İsrail, Suriye içinde Türk askeri üslerinin kurulmasına şiddetle karşı çıkıyor. Ankara ve Şam'ın askeri iş birlikleri kapsamında böyle bir adım atıp atmayacakları ve İsrail'in buna nasıl tepki vereceği sorusu hâlâ cevapsız.Şarku'l Avsat'ın al Majalla'dan aktardığı analize göre bu, bölgesel güç dengesi açısından gerçek bir sınav niteliğinde.

Trump'ın iktidara gelmesinden bu yana Türk-Amerikan ilişkileri önemli ölçüde iyileşti ve Erdoğan, Trump'ın en sevdiği liderlerden biri olmaya devam ediyor. Ancak Trump, kararsızlığıyla tanınıyor ve görüşleri her an değişebilir.

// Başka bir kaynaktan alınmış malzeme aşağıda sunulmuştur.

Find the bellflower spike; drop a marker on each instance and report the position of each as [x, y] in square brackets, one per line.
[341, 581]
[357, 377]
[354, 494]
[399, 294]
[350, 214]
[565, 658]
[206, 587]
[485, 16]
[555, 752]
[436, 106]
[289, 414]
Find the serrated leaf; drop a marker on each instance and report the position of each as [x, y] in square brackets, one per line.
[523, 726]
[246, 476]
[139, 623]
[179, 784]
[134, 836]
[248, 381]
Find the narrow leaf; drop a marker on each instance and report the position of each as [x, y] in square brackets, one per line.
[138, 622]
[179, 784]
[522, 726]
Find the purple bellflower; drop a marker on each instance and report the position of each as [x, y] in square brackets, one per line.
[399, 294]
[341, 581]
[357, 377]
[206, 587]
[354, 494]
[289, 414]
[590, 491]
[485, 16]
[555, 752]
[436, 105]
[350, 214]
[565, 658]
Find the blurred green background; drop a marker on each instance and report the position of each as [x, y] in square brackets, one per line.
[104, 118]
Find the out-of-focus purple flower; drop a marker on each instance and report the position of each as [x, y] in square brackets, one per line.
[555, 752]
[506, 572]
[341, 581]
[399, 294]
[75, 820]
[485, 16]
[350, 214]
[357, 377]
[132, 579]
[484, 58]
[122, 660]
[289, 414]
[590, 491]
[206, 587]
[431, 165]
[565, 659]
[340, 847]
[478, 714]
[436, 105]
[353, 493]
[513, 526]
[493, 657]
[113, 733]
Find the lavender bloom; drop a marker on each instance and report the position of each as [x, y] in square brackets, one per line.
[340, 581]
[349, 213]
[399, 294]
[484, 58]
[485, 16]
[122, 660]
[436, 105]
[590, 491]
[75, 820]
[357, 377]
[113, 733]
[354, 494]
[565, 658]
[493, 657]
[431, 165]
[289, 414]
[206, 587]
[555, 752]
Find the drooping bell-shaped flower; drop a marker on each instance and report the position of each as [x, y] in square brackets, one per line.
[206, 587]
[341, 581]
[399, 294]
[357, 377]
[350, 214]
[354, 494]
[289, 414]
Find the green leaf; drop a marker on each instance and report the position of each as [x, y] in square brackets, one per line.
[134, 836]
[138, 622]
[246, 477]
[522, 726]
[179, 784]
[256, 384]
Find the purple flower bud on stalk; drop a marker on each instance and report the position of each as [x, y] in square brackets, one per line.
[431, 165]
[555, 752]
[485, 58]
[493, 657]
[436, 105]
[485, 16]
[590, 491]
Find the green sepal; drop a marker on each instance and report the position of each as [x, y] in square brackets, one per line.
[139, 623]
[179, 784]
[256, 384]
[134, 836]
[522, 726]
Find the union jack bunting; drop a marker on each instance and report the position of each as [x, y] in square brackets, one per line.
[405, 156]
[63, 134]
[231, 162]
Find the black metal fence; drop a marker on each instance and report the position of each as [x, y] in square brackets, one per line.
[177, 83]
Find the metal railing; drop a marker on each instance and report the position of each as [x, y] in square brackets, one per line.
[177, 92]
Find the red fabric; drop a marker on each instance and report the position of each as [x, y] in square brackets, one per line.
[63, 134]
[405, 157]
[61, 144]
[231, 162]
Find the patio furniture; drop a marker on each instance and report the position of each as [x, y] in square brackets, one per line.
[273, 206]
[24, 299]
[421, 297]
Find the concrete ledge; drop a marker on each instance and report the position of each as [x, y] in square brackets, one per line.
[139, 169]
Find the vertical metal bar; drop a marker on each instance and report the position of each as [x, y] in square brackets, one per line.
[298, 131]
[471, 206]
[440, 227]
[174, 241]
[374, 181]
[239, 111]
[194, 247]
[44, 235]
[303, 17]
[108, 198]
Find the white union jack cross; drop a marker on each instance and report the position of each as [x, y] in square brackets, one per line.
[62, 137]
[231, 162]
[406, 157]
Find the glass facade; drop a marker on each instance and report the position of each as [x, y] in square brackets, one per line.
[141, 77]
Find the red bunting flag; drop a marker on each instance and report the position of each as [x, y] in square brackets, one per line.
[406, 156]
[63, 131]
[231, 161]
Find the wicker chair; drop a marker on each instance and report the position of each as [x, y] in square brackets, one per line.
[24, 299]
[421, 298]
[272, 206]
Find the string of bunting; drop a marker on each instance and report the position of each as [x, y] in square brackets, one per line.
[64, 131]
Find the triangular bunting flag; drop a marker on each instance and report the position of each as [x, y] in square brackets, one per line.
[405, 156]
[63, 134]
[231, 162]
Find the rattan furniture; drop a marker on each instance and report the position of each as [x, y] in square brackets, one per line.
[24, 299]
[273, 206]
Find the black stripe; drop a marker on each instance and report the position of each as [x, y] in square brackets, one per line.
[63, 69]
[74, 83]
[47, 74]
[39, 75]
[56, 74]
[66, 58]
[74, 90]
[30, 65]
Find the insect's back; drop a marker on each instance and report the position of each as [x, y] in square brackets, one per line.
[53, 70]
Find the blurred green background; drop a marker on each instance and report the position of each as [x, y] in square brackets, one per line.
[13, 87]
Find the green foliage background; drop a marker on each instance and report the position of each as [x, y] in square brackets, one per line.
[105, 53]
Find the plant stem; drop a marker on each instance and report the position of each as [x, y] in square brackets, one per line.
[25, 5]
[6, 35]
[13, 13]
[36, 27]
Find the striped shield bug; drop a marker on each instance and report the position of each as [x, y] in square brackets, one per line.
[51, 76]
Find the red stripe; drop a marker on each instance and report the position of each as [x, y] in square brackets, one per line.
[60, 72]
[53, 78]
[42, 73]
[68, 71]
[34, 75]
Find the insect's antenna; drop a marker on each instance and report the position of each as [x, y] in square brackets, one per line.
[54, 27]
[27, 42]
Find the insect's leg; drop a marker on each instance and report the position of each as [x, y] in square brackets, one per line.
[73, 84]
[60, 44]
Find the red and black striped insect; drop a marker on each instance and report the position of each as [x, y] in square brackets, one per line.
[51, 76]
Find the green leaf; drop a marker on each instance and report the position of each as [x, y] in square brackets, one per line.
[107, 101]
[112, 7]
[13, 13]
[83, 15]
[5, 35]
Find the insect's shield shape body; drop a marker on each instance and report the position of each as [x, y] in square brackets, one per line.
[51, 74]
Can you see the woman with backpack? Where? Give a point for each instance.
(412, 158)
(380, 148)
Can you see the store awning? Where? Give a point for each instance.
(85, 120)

Üst düzey Türk yetkililer, Ankara'nın iç veya dış müdahale durumunda Şam'ın destek talebini görmezden gelmeyeceğini defalarca vurguladı. Ancak, herhangi bir Türk askeri müdahalesi, özellikle halihazırda toparlanma mücadelesi veren bir ekonomi için önemli maliyetler doğurabilecek ABD ile çatışma riskini de taşıyor.

Birden fazla cephede aynı anda zorluklarla ve hem içeride hem de dışarıda artan baskılarla karşı karşıya olan İsrail’e gelince, doğrudan bir çatışmaya girerse kendini zor bir durumda bulacaktır. İki taraf arasındaki yoğun düşmanlığa rağmen, İsrail ve Türkiye genellikle doğrudan çatışmaya girme eğiliminde değiller. Ancak, dar bir bölgedeki çok sayıda taraf ve çatışan çıkar göz önüne alındığında, çatışma riski sınırlı da olsa devam ediyor.

*Bu analiz Şarku'l Avsat tarafından Londra merkezli al Majalla dergisinden çevrilmiştir.